The Metro Manila-headquartered multilateral lender previously reported that the Philippines has rolled out one of the most extensive policy responses in the Asia-Pacific region to cushion the impact of rising oil prices and supply disruptions caused by the Middle East conflict. These measures include fuel subsidies, targeted cash transfers, and support for the transport sector, reflecting a broad and coordinated response to the global energy shock.
“I think the government has been very prudent in handling this. The subsidies in place are targeted and are directed to the most vulnerable people affected by this crisis,” Jeffries added.
The conflict’s escalation at the beginning of March has pushed headline inflation sharply higher, reaching a three-year high of 7.2% in April.

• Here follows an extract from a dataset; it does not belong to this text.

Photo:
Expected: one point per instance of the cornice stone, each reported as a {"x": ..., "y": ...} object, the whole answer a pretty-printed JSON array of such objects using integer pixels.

The surge in fuel and transport costs, alongside rising food prices, prompted the Bangko Sentral ng Pilipinas (BSP) to implement a 25-basis-point rate hike last month.

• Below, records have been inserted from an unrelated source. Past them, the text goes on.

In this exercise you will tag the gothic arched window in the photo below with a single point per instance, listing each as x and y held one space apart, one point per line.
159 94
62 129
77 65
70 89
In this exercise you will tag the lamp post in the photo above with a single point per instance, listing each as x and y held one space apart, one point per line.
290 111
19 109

Jeffries described the BSP’s move as “a modest one, to try to stay ahead a little bit of the rising inflation.”
In a separate report, ADB revised its Philippine growth forecast to 4.4% for 2026, a 0.9-percentage-point downgrade from its earlier estimate. Across developing Asia and the Pacific, growth is expected to moderate to 5.1% in both 2026 and 2027, with the bank warning that prolonged energy market disruptions could shave up to 1.3 percentage points off regional growth.
Despite these risks, ADB Chief Economist Albert Park emphasized the region’s resilience.
“At the same time, both for the Philippines and most countries in the region, we shouldn’t discount their prospects too quickly,” he said on the sidelines of the ADB Annual Meeting in Samarkand, Uzbekistan.
“The Philippines is making significant investments in infrastructure and renewable energy, so I think they’re on the right track.”
ADB has also introduced new initiatives to support member countries amid ongoing uncertainties. These include an emergency financing facility designed to provide rapid access to funds during crises, allowing governments to repurpose existing resources for immediate relief and early recovery, with access possible within as little as 24 hours.
In addition, the bank unveiled a $70-billion program to strengthen cross-border power grids and digital infrastructure across Asia and the Pacific, aimed at enhancing regional integration and energy security in the face of geopolitical shocks.